О распоряжениях, которые получал в комендатуре, староста сразу рассказывал Григорию Дмитриевичу. Будто советовался. Слушал внимательно, а сам поступал по-своему. Прислали немцы приказ: переписать в деревне скот и убой этого скота запретить. Григорий Дмитриевич посоветовал не учитывать всю живность. Если окажется скотина в списке – дело пропащее. Увезут в Германию, а народ останется без мяса. Дед Крючок за умные слова поблагодарил, но сделал иначе. Вечером привел к себе на двор колхозного бычка, трех овец и забил их. Засолил целую бочку говядины. Овечьи тушки повесил морозиться на чердак. В ту ночь резали скот в каждом доме. Крючок будто и не слышал рева, поросячьего визга. Но зато через пару дней, вместе с приехавшим из города полицаем, переписал дотошно всю уцелевшую живность, не занеся в тетрадь разве только одних кошек. Каждую хозяйку предупредил: пропадет скотиняка – немцы голову оторвут.

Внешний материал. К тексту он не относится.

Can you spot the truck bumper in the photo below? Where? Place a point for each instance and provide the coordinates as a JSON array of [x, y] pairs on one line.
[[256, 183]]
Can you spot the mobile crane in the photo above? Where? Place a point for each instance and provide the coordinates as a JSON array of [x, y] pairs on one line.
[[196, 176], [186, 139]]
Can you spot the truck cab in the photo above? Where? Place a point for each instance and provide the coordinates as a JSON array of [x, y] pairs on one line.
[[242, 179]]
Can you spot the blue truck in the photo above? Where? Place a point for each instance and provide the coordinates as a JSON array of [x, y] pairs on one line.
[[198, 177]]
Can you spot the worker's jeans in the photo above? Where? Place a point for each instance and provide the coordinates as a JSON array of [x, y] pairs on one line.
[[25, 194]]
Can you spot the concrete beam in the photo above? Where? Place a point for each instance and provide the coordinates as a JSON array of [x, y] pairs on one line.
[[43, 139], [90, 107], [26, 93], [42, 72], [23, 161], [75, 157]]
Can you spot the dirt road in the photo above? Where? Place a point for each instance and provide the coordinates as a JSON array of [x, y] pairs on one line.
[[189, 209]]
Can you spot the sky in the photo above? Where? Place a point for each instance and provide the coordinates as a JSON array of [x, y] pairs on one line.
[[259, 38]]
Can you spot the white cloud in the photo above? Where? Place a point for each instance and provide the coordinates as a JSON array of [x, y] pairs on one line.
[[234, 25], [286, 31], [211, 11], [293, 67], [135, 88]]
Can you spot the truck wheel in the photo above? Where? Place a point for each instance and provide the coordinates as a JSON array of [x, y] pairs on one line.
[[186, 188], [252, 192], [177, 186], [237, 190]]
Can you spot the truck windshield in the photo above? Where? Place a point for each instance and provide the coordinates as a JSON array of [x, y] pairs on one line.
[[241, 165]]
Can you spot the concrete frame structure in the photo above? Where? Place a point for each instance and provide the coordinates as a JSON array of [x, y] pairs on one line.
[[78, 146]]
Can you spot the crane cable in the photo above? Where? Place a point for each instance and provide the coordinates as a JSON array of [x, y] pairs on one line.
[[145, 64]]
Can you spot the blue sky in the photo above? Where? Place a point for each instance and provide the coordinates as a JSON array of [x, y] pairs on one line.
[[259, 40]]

– Никак я, Григорь Митрич, в толк не возьму, почему это хвашисты колхозы распущать не велят? – удивлялся староста. – На кой ляд им эти артели? Это же социализма, ядрена лапоть, а хвашисты ее не отвергают!
– Погоди, время придет – отвергнут. Сейчас им невыгодно хозяйство дробить. Через колхоз им управлять легче. И грабить легче. Они же понимают: если народ растащит весь скот, растащит все семена, весной сеять нечем будет. А им урожай нужен, хлеб нужен.
– Это что же такое получается! И при Советах колхозы, и теперя никакого просвету. Чего же они, хвашисты, по нашему планту живут?
– План у них, разумеется, свой. И артели они со временем ликвидируют. Гитлер писал в своей книге, как он намерен дело поставить.
– Ну-ну! – оживился Крючок. – Землицу-то они что? Про это прописано?
– Лучшие земли отойдут немцам-колонистам. Какие похуже – холуям, вроде тебя. А остатки – крестьянству. По наперстку на брата. Хочешь – помирай, хочешь – в батраки иди.
– А мне, значит, дадут?
– Тебе обязательно кус отвалят, ты выслужишь.
– Выслужу, – сказал Крючок. – Ежели поверю, что эта власть прочно стала, добьюсь своего, хоть жилы лопнут.
– Да на кой шут она тебе, земля эта! – удивился Григорий Дмитриевич. – Ну, проскрипишь ты от силы еще лет десять. А там за глаза трех аршин достаточно.
– Не-е-ет, шалишь, ядрена лапоть, – погрозил пальцем Крючок. – Я хоть пять лет, а поживу, как хочу. Всю жизнь на мне ездили, так я хоть перед смертью в свое удовольствие на других покатаюсь. С детства такая у меня мысля: на своей земле своей жизнью пожить. И пожил бы, ядрена лапоть, если бы не эта твоя советская власть. Очень я, Григорь Митрич, в обиде на большевиков, потому как много раз они мне на хвост наступали.
– Да был ли у тебя, хвост-то? – усмехнулся Булгаков.
– Был, – сердито ответил Крючок, и даже ногой притопнул. – Был, хочь и небольшой, да свой. Еще при царе мы с покойным брательником в город на заработки ходили. Десять лет ходили. Грошики берегли, с хлеба на воду перебивались. Ан, поднакопили деньжат да у дубковских мужиков ха-а-ароший клин прикупили. Землица черненькая, палку воткнешь – дерево вырастет! Где та земля? А? – выкрикнул дед, раззявив рот с подгнившими, черными, но еще острыми зубами. – Отняла земельку революция-то ваша! Сглотнула и не выплюнула.
– Земля всем нужна, все есть хотят.
– Кто жрать хочет, работать должен, а не на печи вшей ловить. Кто работал, тот завсегда кусок хлеба имел. Ну ладно, про старое вспоминать нечего. А вот за что меня в другой раз портфельщики кровно обидели? Сами орали бывало: голод, братцы, в Рассее, жмите дюжей, хлеб давайте! Я и поверил. Жал, хребта не жалел, поправлял хозяйство…
– Для себя старался.
– Это извини-подвинься. Портфельщики твои больше половины урожая отымали. У меня кости трещали, у меня грызь от таких тяжестей из живота вываливалась. Городские рабочие, да бабы, да эти самые бездельные портфельщики мой же хлеб жрали, а надо мной измывались. И налогами притискивали, и елементом обзывали, и в подкулачники меня вывели. Не скумекай я в ту пору хозяйство распотрошить – укатали бы в тайгу пенечки считать. А за что? За то, что государству хлеб и мясу давал?..
– Батраков имел?
– Какие батраки – двое парнишков. Дал им работу, одел, обул.